Chance for EU Banks to Boost Operations in Vietnam

3:26:33 PM | 7/8/2005

Chance for EU Banks to Boost Operations in Vietnam

 

The State Bank of Vietnam (SBV), the country's central bank, has issued decision No. 210/2005/QD-NHNN to lift the cap on Vietnamese dong deposits for European Union-based banks operating in the country.

 

Under the new decision, which became effective on March 1, EU banks' Vietnam branches can now receive from Vietnamese corporate customers maximum deposits in local currency equivalent to 400 per cent of their registered capital (up from 250 per cent), as well as deposits worth up to 350 per cent of registered capital from Vietnamese individuals (up from 250 per cent).

 

Previously, under the Vietnam-US Bilateral Trade Agreement, Vietnam allowed US banks to mobilized capital in Vietnamese dong equalling to 400 per cent of their registered capital from organisations and 350 per cent from individuals from December 2004. The cap will be gradually raised and will be removed by 2010.

 

Some experts said that the move resulted from the negotiations between Vietnam and the EU in order to create a better environment for businesses on both sides.

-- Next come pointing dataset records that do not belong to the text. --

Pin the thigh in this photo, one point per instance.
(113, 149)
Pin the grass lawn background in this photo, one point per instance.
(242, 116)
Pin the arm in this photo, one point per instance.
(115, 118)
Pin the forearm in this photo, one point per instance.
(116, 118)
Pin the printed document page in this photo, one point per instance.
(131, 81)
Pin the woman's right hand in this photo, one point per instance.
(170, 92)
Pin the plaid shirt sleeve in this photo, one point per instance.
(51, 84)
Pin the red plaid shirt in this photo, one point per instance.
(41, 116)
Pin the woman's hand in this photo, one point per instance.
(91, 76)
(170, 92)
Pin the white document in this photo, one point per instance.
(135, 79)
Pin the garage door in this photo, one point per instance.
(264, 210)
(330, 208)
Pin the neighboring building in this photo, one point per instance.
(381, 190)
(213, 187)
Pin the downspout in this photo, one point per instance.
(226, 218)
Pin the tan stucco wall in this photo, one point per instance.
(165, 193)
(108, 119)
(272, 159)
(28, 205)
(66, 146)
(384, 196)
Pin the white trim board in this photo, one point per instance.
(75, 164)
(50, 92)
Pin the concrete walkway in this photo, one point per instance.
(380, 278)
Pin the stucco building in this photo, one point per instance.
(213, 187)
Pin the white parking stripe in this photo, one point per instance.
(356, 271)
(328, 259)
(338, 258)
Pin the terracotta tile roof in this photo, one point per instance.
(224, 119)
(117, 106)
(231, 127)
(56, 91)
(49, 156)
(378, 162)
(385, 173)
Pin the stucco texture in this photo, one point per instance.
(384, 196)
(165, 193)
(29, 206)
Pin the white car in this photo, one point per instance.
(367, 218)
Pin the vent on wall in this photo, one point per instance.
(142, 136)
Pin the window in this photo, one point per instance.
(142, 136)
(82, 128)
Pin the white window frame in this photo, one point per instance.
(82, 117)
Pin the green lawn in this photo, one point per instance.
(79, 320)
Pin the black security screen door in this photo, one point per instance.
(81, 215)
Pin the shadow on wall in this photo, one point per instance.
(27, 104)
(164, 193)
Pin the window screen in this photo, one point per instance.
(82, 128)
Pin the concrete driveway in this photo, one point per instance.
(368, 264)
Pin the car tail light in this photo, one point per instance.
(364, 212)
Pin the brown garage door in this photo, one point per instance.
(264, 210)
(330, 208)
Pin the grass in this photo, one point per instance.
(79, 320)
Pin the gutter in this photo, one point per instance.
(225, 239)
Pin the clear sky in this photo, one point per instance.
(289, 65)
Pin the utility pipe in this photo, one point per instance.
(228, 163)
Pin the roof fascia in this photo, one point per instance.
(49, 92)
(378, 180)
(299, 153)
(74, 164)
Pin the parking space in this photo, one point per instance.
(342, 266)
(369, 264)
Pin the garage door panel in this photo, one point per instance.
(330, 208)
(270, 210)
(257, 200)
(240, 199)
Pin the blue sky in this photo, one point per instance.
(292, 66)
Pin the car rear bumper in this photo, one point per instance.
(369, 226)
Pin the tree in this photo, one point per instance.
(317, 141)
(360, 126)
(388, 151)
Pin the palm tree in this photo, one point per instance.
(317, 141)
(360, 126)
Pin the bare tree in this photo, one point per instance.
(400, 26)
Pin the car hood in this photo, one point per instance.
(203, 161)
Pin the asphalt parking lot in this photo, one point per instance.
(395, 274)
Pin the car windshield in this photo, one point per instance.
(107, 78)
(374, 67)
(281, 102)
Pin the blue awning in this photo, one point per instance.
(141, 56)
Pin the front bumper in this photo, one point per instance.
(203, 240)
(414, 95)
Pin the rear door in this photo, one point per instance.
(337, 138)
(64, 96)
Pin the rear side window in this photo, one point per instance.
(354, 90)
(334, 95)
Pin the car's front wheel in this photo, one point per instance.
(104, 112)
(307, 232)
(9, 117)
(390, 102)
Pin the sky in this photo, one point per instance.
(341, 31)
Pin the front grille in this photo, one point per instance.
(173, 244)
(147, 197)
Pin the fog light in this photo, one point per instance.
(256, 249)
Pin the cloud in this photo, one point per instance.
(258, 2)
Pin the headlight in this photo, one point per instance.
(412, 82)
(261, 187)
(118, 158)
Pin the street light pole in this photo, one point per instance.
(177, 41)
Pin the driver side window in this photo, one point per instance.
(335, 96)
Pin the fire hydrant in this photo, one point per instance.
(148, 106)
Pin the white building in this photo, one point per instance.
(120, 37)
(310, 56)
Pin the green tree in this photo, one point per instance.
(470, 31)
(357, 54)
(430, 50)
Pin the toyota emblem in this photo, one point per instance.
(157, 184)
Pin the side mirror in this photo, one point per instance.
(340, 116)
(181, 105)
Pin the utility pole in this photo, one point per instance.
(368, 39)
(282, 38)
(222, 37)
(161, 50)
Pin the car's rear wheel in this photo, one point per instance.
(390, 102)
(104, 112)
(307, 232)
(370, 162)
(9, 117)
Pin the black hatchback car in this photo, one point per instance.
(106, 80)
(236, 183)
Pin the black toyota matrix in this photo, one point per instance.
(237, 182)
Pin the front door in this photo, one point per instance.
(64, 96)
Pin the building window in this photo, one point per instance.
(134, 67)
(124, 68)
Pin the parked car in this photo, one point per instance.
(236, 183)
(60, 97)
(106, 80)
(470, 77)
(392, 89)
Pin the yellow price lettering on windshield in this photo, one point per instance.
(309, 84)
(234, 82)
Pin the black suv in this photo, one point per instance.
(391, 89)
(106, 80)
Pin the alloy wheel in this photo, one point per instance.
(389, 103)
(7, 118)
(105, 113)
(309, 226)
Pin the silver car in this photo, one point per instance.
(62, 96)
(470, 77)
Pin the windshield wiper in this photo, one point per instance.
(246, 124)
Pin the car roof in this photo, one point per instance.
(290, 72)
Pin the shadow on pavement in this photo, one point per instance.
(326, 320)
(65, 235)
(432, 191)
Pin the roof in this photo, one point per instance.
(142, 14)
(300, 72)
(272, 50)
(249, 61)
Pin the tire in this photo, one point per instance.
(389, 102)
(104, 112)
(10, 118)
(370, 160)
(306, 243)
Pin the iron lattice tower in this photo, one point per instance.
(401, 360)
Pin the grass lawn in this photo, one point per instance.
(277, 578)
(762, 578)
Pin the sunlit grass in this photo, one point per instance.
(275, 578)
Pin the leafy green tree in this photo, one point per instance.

It’s part of the government’s plan in the process of negotiating for entering the World Trade Organisation (WTO).

 

This was not the first time that the central bank raised the cap on dong deposits for EU banks. In 2004, the central bank lifted the rate to 250 per cent from 50 per cent. The central bank has not decided whether to further raise the cap on EU banks in 2005 or not. Meanwhile, almost all of foreign banks asked the SBV to bring out a schedule for opening the sector.

 

Despite of not meeting the requirements, however, according to Mr. Alain Cany, Director of HSBC in Vietnam, the move of lifting the dong deposit cap on EU banks was a good signal. He hoped that Vietnam could boost its process of integrating into the world economy.

 

Vietnam now has 27 foreign bank branches, four joint venture banks, three wholly foreign-invested finance-leasing companies, and some 44 representative offices of foreign credit institutions. Operations of foreign banks were appreciated by Vietnam’s central bank. However, currently, they hold only a 10 per cent share of the local market.